Dominique Boutet poursuit depuis une vingtaine d'années un parcours d'une remarquable cohérence. En effet, depuis son premier livre, Littérature politique et société en France au Moyen Age (Paris: PUF, 1979), écrit en collaboration avec Armand Strubel, il n'a cessé de s'interroger sur l'inscription des grands genres littéraires de la littérature en ancien français (chanson de geste, fabliau, roman arthurien) dans l'histoire: son dernier ouvrage peut donc, en dépit de sa relative brièveté, apparaître comme la synthèse provisoire de l'ensemble de ses recherches. Sensible aux apports de l'anthropologie, séduit en particulier par les approches duméziliennes développées par Joël Grisward (envers qui les références approbatives ne manquent pas), Boutet ne s'en montre pas moins réfractaire à tout esprit de système; fidèle à son "principe de départ, de décrire et de mesurer plutôt que de chercher à mettre en place un système global d'explication historico-sociologique" (197) il progresse avec modestie, mais avec sûreté, et parvient à donner des débuts de la littérature française une vision parfaitement cohérente et personnelle. (Signalons en passant que la présence de Christine de Pizan sur la couverture est pour le moins hors sujet: nous osons espérer que cette concession à une figure à la mode n'est qu'un stratagème éditorial dont Boutet est innocent.)

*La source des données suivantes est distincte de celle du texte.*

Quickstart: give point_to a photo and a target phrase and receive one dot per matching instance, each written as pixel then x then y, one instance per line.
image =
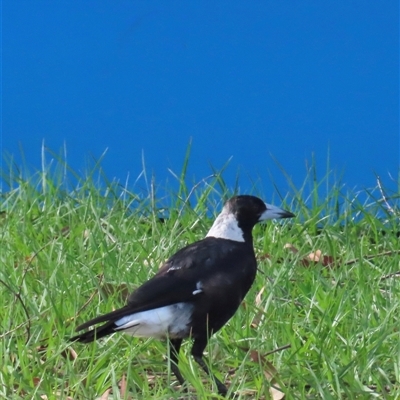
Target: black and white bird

L'allure de "somme" que revêt l'ouvrage est renforcée par le fait que presque aucun genre littéraire de l'époque traitée n'est oublié dans le vaste et passionnant parcours auquel nous convie Boutet. Tout au plus pourrait-on remarquer que la littérature religieuse et hagiographique n'y est guère évoquée, alors que les très subtiles remarques de l'auteur sur les difficultés de classement génériques et idéologiques des fabliaux (242ff) auraient pu l'amener assez naturellement à parler de la vie de saint, qui, comme l'a montré Michel Zink, entretient à certains points de vue des rapports très étroits avec le fabliau, genre que Boutet décrit [End Page 131] avec pertinence comme "l'expression même de la nouveauté historiquement vécue" (248).

Ainsi, même quand il ne semble que résumer des acquis, Boutet ne manque pas d'imprimer sa marque personnelle à ses mises au point. Ainsi du procès à première vue superflu fait aux thèses depuis longtemps abandonnées de Köhler sur l'origine de la lyrique troubadouresque, dont Boutet choisit, pour mieux rebondir, de ne retenir que le problème de "la place d'un individu ainsi privé de ses racines (235)."

Le plan du livre peut certes apparaître quelque peu sinueux, et si la première partie, "la pensée de l'histoire", propose une remarquable mise au point sur la conscience historique des auteurs médiévaux, réglant en passant la fameuse et fausse question des "anachronismes" (voir en part. 20), la seconde partie, "poétiques de l'histoire", affirme plus qu'elle ne démontre l'équivalence des visions historiques de Villehardouin et de l'auteur de La Mort Artu (mais la perspective ainsi ouverte est riche), et la troisième partie, "historicité des formes", se trouve quelque peu déséquilibrée par l'intégration dans sa trame d'articles publiés antérieurement. Certains rapprochements forcent par ailleurs l'admiration par leur virtuosité: en particulier, après avoir longuement parlé de la chanson de geste, Boutet se livre à un développement sur le grand chant courtois dont la pertinence ne nous apparaît qu'au moment où il conclut que "dans les deux genres la célébration n'est pas mimétique, mais créatrice" (219). N'est...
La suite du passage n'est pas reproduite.